# Happy B-Day Cathy



## Leeann (Feb 28, 2007)

:cheer2: It's Cathy's (RedHeadedGator) Birthday today :cheer2: 

Hope you are enjoying your day.


----------



## Judy A (Jan 13, 2007)

Happy Birthday, Cathy.....enjoy your day!


----------



## Paige (Sep 12, 2006)

arty: arty: HAPPY BIRTHDAY!!! HOPE YOU HAVA GREAT ONEarty: arty:


----------



## Laurief (Nov 7, 2006)

HAPPY BIRTHDAY!!!!


----------



## Doggie Nut (Oct 20, 2006)

HAPPY BIRTHDAY CATHY! ENJOY YOUR SPECIAL DAY! CHEERS!


----------



## irnfit (Nov 21, 2006)

Kathy -


----------



## Havtahava (Aug 20, 2006)

Happy birthday, Cathy!


----------



## EMarie (Apr 11, 2007)

HAPPY BIRTHDAY CATHY!!!!!eace:


----------



## SMARTY (Apr 19, 2007)

Happy Bithday........


----------



## RedHeadedGator (Oct 4, 2006)

You all are sooooooo sweet! I love turning 3-9 again and again!! My mom and I joke that we've been the same age for many years' now! Just jumped on line (we're taking a few days' off and up at a friends in Central Florida - roughly 3 hours from our house), and saw the wonderful birthday wishes! Today my DH and I will hopefully be heading over to the UF College, where I'm hoping to get a picture of Zoe and Dani with a giant Florida Gator statute for the August challenge. College football starts soon !!!


----------



## Leeann (Feb 28, 2007)

Cathy what a great way to spend a birthday, time off with friends. Hope you are having a great time and look forward to those pictures.


----------



## TnTWalter (May 9, 2007)

Happy Birthday!


----------



## Rita (Jan 1, 2007)

*Happy Birthday Kathy!!!!!* :tea: *Enjoy!!!!!!!!!!*


----------



## RedHeadedGator (Oct 4, 2006)

I have to say that it is pretty peaceful up here. My only problem, though, is the bugs, spiders, snakes, fleas, and ticks!! Ewwwww!! I'm such a city girl.

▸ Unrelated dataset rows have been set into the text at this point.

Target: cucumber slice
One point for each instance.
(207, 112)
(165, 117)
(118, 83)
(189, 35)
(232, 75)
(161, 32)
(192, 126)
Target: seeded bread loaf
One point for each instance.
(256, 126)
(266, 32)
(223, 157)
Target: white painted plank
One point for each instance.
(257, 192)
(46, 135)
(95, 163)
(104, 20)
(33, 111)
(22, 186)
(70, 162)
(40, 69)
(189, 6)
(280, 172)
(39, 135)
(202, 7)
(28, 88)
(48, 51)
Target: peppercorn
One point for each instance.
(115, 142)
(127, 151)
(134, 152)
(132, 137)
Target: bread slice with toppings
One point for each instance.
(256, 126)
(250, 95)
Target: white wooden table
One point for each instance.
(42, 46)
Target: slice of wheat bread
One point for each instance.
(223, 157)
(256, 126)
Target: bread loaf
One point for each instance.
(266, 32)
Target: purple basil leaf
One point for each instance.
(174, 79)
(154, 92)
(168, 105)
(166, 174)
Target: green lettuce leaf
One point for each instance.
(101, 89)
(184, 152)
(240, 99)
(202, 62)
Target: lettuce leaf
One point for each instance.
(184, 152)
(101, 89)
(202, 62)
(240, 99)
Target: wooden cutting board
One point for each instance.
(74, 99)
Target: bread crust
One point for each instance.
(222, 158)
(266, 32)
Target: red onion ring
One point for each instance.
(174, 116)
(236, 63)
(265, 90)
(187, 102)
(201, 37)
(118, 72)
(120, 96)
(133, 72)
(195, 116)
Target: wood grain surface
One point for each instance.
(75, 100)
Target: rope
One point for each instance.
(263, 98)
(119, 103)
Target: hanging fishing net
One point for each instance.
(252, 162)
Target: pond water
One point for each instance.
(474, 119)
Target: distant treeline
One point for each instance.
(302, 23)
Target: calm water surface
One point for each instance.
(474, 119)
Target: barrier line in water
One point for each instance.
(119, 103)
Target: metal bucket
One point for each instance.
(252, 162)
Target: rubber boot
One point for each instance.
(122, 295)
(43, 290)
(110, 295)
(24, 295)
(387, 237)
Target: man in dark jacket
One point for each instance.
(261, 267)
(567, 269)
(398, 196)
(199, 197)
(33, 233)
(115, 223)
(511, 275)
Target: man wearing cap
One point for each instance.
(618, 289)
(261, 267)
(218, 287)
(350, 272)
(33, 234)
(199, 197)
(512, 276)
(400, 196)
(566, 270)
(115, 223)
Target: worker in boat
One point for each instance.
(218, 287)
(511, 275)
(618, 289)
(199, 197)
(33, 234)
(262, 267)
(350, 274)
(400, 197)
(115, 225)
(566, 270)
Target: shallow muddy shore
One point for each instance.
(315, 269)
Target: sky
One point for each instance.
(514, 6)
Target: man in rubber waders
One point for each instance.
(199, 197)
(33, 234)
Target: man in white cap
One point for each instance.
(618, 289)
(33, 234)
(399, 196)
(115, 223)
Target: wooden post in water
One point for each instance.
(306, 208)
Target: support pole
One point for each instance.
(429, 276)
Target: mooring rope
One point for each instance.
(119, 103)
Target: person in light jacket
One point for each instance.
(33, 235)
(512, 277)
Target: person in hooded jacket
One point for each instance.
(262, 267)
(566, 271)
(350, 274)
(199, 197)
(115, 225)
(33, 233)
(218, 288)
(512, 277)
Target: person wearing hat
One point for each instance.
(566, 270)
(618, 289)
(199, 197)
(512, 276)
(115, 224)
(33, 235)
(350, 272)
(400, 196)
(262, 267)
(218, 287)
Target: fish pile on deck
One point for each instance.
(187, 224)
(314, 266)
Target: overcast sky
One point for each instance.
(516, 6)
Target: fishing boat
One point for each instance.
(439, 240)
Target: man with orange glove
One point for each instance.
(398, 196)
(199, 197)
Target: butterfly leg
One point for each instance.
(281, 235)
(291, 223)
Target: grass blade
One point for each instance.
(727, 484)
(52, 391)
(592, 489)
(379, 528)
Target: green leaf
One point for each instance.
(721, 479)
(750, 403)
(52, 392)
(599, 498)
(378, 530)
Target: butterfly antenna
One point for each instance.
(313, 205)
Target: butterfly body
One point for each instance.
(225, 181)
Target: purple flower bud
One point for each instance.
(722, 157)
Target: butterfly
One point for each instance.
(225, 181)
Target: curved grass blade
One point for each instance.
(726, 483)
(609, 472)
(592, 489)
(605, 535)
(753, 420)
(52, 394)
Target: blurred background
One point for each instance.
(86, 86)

We did put Frontline on both of the girls but I am still afraid that they will end up with some ticks. My girlfriend pulled a couple off of her terrier last night and used tweasers. If they do, does anyone know how to get them out (if I find any on them)? Both of their coats are growing out and are getting pretty thick. Maybe the ticks won't make it to their skin? I just don't know 'cause I've never had this issue before ... :help:


----------



## Melissa Miller (Aug 2, 2006)

I found a tick on Stogie a couple of weeks ago. It was not stuck, it mas moving. The vet said the frontine probably kept it from sticking. 
I would keep that on them, and just check them everyday. 

I hate ticks, but they said ticks and fleas both are bad this year. 

btw, HAPPY BIRTHDAY!!!


----------



## dboudreau (Jan 12, 2007)

Happy Be-lated Birthday, Cathy


----------